Think about how your recruitment process’ internal focus might look to a candidate:
- What they need – 1,000 word, jargon-filled job ad that lists every teeny-tiny never-needs-to-be-done responsibility
- What they want – Retyping what my resume already spells out into their clunky, unintuitive application form
- What works for them – They’ve made me waste an hour and now I’m going to be late to pick up the kids
Is that really how candidates are experiencing your process? More often than not, the answer is yes.
From the mouths of job seekers
Back in July, we surveyed 70 job seekers—folks who had recently written and sent out a resume. They came from all across Canada and the USA, and they were looking for work in a wide variety of fields and industries.
One of the questions in the survey was about the one thing they would do to improve their resume writing experience. The question was explicitly meant to be about resume writing.
Here are three of the responses:
“ATS’s are terrible at making the candidate feel as though their resume has been reviewed by someone qualified to determine whether or not you have the skills to perform the work noted in the description.”

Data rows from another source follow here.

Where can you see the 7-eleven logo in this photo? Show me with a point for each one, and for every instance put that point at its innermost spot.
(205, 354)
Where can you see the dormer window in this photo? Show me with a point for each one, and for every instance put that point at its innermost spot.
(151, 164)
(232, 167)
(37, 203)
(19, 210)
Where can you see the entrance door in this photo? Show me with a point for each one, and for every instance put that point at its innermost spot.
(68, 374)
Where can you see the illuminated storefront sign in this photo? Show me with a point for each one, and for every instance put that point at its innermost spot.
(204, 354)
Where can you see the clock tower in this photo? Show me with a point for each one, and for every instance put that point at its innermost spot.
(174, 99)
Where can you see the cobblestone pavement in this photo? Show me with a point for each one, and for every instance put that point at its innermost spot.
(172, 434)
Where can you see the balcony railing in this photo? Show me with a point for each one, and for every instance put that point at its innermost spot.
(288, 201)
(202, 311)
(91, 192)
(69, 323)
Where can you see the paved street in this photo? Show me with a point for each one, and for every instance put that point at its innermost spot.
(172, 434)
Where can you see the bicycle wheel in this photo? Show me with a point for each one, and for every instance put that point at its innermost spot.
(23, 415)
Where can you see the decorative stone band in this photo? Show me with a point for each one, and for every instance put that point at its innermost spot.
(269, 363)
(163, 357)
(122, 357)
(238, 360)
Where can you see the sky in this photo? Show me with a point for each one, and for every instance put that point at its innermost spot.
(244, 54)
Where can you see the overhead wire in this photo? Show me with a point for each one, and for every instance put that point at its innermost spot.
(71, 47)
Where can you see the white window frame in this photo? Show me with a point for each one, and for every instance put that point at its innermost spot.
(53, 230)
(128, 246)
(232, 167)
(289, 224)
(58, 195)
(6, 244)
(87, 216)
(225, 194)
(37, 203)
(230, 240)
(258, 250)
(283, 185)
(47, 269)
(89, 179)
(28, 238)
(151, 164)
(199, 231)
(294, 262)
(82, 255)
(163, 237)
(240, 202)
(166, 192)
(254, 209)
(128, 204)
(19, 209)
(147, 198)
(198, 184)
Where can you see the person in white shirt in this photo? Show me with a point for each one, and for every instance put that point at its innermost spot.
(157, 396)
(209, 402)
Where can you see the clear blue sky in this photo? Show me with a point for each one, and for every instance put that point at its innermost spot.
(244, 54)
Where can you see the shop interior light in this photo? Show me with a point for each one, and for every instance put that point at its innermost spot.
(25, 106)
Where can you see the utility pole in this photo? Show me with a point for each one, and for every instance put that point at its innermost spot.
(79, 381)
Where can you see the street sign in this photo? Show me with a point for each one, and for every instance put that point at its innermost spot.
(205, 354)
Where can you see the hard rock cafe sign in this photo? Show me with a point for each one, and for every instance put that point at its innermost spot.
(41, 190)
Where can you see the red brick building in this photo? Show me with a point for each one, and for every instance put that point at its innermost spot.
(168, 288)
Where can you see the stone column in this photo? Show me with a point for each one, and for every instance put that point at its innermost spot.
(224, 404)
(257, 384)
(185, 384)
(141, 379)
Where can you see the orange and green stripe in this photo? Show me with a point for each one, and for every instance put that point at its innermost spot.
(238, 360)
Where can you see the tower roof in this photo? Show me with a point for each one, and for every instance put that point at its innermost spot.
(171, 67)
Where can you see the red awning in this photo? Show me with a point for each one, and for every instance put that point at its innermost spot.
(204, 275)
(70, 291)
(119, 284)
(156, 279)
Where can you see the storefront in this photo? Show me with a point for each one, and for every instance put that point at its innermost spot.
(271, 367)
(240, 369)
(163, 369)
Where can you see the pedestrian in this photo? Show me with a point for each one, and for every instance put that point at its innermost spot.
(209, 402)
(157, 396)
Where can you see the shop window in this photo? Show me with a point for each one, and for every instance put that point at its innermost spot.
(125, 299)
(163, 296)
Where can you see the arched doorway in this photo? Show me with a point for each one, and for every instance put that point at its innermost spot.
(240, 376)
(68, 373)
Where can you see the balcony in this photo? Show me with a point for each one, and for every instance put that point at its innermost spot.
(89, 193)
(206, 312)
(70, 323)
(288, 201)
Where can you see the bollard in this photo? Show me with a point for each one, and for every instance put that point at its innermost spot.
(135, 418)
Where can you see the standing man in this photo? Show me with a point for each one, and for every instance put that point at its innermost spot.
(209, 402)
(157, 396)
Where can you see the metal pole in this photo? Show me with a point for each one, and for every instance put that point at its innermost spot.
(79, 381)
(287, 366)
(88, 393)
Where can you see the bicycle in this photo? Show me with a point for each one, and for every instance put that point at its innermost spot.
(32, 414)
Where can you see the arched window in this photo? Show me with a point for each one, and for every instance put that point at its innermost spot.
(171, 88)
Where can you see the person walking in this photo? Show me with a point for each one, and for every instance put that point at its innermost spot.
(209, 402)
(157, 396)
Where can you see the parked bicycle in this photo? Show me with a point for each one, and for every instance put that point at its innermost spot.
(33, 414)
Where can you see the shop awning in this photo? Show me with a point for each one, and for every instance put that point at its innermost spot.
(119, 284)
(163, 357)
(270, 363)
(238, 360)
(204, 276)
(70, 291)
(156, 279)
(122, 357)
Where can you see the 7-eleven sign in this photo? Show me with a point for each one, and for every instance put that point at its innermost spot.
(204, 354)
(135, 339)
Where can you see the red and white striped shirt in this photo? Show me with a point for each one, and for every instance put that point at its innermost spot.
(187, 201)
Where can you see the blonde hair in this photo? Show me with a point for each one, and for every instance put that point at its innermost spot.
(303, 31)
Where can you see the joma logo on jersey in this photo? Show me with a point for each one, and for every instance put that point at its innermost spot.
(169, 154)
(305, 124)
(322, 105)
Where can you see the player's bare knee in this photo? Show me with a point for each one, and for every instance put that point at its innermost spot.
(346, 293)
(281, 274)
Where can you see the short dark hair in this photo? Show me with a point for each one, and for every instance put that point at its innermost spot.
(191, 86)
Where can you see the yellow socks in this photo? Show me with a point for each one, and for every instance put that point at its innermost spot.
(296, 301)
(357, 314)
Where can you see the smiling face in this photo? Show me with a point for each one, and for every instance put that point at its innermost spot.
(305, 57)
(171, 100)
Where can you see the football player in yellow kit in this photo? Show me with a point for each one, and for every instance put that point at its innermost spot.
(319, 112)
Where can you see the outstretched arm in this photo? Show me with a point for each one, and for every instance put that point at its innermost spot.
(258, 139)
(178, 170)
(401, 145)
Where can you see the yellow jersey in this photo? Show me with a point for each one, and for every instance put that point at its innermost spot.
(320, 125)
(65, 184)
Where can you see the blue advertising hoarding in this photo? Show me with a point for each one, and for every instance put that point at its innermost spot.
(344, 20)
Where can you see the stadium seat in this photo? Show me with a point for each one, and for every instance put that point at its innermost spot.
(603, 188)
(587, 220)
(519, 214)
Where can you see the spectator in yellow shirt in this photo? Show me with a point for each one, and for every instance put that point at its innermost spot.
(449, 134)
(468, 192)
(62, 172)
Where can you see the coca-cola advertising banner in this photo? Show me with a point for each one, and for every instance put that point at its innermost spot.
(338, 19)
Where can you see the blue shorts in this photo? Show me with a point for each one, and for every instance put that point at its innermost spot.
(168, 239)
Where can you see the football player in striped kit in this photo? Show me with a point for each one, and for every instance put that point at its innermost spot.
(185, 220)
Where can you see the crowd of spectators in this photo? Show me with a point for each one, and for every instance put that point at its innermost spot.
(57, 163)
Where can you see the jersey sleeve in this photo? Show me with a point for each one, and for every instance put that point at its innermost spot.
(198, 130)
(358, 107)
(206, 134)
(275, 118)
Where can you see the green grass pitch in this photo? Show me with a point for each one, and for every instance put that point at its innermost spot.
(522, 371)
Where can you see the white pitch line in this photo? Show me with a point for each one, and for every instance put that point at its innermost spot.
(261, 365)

“job hunting would be awesome if employers would treat people like people, not another piece of paper”
“When I submit a resume, I would really like to get some kind of response. Even if it’s a no thanks at least I know my resume didn’t go into some black hole that was never reviewed.”
There were many, many more responses with similar themes. Clearly, the application and recruitment process was a sore point for job seekers.

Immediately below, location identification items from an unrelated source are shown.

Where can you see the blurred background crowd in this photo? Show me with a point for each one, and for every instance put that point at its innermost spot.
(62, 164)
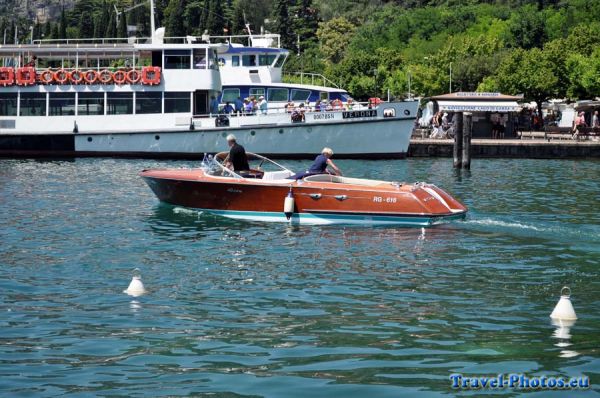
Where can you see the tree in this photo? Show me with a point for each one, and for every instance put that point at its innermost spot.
(528, 72)
(215, 21)
(102, 21)
(527, 28)
(63, 24)
(334, 36)
(111, 28)
(122, 27)
(283, 24)
(174, 14)
(86, 26)
(306, 23)
(238, 23)
(192, 14)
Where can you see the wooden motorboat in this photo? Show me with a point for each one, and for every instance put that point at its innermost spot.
(265, 193)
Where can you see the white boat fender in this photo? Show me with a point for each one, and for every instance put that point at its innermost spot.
(136, 286)
(564, 309)
(288, 205)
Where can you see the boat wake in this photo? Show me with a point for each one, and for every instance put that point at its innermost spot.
(187, 211)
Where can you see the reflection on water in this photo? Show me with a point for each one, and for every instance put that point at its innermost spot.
(261, 309)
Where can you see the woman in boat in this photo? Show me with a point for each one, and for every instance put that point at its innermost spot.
(320, 166)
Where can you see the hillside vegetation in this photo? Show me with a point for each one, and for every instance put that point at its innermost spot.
(542, 49)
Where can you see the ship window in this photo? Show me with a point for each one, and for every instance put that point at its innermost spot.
(177, 59)
(148, 102)
(33, 104)
(280, 61)
(8, 104)
(230, 94)
(300, 95)
(278, 94)
(119, 103)
(266, 59)
(257, 92)
(249, 60)
(90, 104)
(62, 104)
(199, 59)
(177, 102)
(213, 60)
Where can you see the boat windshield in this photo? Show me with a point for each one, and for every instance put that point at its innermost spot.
(259, 166)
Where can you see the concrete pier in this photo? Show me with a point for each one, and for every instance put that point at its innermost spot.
(508, 148)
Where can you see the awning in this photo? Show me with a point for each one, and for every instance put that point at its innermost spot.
(479, 106)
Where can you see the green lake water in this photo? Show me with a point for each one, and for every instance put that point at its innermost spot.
(259, 309)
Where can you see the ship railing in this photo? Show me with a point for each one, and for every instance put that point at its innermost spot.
(265, 40)
(103, 41)
(310, 77)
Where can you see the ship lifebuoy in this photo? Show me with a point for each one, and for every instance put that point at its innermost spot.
(133, 76)
(105, 76)
(26, 76)
(119, 77)
(7, 76)
(76, 77)
(90, 77)
(61, 76)
(46, 77)
(151, 75)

Now, just think about how you’d feel in your candidate’s shoes, going through your process.
If the answer isn’t good, then yes, you are shooting yourself in the foot. Your candidate experience sucks. And you might be losing out on talent because of it.
Great candidate experience = tremendous opportunity
Don’t fret. Most employers haven’t given their candidate experience any thought—they’re making the same mistakes. And that leaves you with a tremendous opportunity.

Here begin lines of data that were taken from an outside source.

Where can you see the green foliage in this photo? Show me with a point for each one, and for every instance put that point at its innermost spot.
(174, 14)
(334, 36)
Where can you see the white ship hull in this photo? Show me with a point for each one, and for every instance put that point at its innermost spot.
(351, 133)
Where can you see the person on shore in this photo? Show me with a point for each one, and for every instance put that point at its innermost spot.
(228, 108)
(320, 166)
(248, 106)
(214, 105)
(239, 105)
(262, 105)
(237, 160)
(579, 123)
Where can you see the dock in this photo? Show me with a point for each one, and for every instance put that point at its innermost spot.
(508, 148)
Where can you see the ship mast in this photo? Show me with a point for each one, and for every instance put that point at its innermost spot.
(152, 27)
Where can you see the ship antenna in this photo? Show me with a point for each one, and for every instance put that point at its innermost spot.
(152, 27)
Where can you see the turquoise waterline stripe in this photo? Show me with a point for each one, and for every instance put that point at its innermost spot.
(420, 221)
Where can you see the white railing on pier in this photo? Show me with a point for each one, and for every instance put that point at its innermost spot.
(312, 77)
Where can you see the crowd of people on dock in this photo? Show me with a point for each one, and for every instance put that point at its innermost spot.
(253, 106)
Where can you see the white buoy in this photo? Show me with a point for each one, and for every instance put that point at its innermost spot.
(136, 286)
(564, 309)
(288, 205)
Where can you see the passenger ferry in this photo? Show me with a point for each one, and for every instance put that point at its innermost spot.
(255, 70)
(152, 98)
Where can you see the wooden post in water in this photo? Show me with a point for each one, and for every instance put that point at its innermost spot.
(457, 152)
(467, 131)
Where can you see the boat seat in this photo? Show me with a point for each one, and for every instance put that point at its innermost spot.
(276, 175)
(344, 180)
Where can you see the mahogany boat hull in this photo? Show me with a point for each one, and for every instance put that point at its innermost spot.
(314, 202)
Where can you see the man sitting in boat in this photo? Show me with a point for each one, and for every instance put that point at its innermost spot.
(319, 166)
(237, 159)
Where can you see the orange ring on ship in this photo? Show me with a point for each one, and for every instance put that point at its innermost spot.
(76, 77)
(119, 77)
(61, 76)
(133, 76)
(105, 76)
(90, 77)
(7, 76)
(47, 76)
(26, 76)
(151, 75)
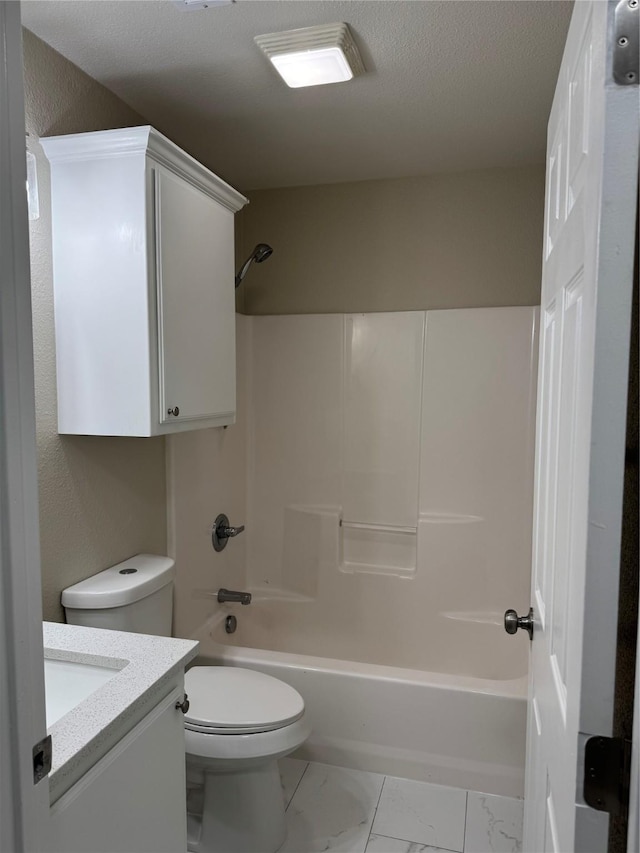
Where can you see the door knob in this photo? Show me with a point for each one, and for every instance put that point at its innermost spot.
(512, 622)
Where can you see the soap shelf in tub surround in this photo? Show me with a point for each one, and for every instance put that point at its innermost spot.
(147, 668)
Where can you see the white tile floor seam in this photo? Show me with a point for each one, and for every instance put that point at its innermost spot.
(353, 811)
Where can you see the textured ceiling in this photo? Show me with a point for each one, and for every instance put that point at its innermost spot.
(453, 85)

A thoughtful, candidate-oriented, recruitment process will put you ahead in your recruiting efforts. It’ll:
- Set you apart, build your employer brand and bolster your reputation in the job market
- Secure talent faster—because if you treat your candidates well, they’ll reason you treat your employees well too
- Better qualify candidates, and better prepare new hires for the workplace—because you’ll be communicating in response to their informational needs
- Make your job easier, because people who appreciate how they’re being treated will go to greater lengths to treat you well and help you out too
How to start improving your candidate experience
It doesn’t need to be tough. Here are a few things you can do to start:
Walk in the candidate’s shoes. Take yourself through your recruitment process from their perspective. What’s it like to fill out an application? What does it look like to see and read that first email they get sent? What questions might they be asking that you’re not answering?
Get feedback from dropouts. Send a quick email or survey to candidates who drop out or get hired midway through your process. Why did they chose what they did? What might have changed their minds?
Hear from recent hires. Ask one or two new employees in your organization to tell you about their experience being hired. What did they like? What could have been better? If you think getting an open and honest (i.e. useful) response will too challenging given your own role inside the organization, consider running an anonymous survey or hiring an outside consultant to conduct interviews.
Pick the low-hanging fruit. Assess what you’ve learned about your process. Are there simple changes that would improve the candidate experience, that require minimal time, resources, and inconvenience on your part? Do them.
It’ll be a start. And even small changes to your candidate experience can improve your outcomes, because you’ll be making the people you’re considering for hire feel good.
Maya Angelou said it best:
“At the end of the day people won’t remember what you said or did, they will remember how you made them feel.”